Program / Agriculture
Agriculture
Nigeria is Africa's most populous country and a major agricultural economy, yet food systems remain fragile: smallholders face limited credit, inputs, and markets; post-harvest loss and climate pressure are acute.
Research on these problems exists. What's missing are systems that turn it into tools for farmers, aggregators, extension workers, and traders where decisions are made.
What we support
We support postgraduate projects that can become working systems — tools that turn agricultural data and research into practical support for real decisions. Projects need a specific system to build, identifiable users, and a deployment path feasible within months.

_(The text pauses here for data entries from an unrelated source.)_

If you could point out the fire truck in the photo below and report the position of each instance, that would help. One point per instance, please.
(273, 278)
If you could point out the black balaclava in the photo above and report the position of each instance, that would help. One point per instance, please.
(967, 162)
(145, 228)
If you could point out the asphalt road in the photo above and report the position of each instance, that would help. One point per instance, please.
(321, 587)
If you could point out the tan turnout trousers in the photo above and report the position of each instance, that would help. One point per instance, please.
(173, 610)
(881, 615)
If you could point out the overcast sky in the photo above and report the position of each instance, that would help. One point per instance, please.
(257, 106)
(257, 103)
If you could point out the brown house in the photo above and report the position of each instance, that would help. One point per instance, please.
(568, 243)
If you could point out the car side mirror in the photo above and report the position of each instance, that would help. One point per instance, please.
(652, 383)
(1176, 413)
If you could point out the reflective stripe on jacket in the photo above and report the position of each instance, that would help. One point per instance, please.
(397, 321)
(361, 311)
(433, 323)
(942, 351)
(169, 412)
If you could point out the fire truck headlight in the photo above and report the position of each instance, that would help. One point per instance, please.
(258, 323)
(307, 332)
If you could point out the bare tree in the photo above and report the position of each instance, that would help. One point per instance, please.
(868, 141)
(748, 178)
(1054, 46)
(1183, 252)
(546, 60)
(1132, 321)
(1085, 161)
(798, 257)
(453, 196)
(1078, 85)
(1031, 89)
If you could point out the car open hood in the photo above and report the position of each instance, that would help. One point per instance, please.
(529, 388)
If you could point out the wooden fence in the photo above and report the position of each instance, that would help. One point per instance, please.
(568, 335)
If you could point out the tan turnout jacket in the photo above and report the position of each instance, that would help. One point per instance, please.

Support covers project development costs, tuition, technical and product direction, and deployment support through the program cycle.
Focus areas
We are particularly interested in projects in these areas, though we will consider any serious proposal with a viable system to build:
- Translating agronomy, climate, soil, or yield research into decision-support tools
- Systems for farmers, aggregators, and extension workers — what to plant, when to plant, how to manage risk
- Market access and pricing tools for smallholders and traders
- Post-harvest loss reduction and storage optimisation
- Agricultural data infrastructure and monitoring systems
- Tools deployable through lightweight channels — mobile, SMS, low-bandwidth dashboards
What a strong project looks like
Strong agriculture projects are grounded in a specific context — a particular crop, region, value chain, or decision problem. They have users who are clearly identifiable: farmers in a specific area, extension workers with a defined role, traders operating in a specific market. The system to build is specific and bounded, not a general platform.
The strongest projects take existing research or data that already exists within a Nigerian institution and turn it into something usable — rather than requiring new data collection before any value can be delivered.
Who should apply
Postgraduate students in agriculture, agronomy, agricultural economics, environmental science, rural development, food science, or related fields. Prior fieldwork, research experience, or demonstrated engagement with Nigerian agricultural systems and the users within them is a strong positive signal.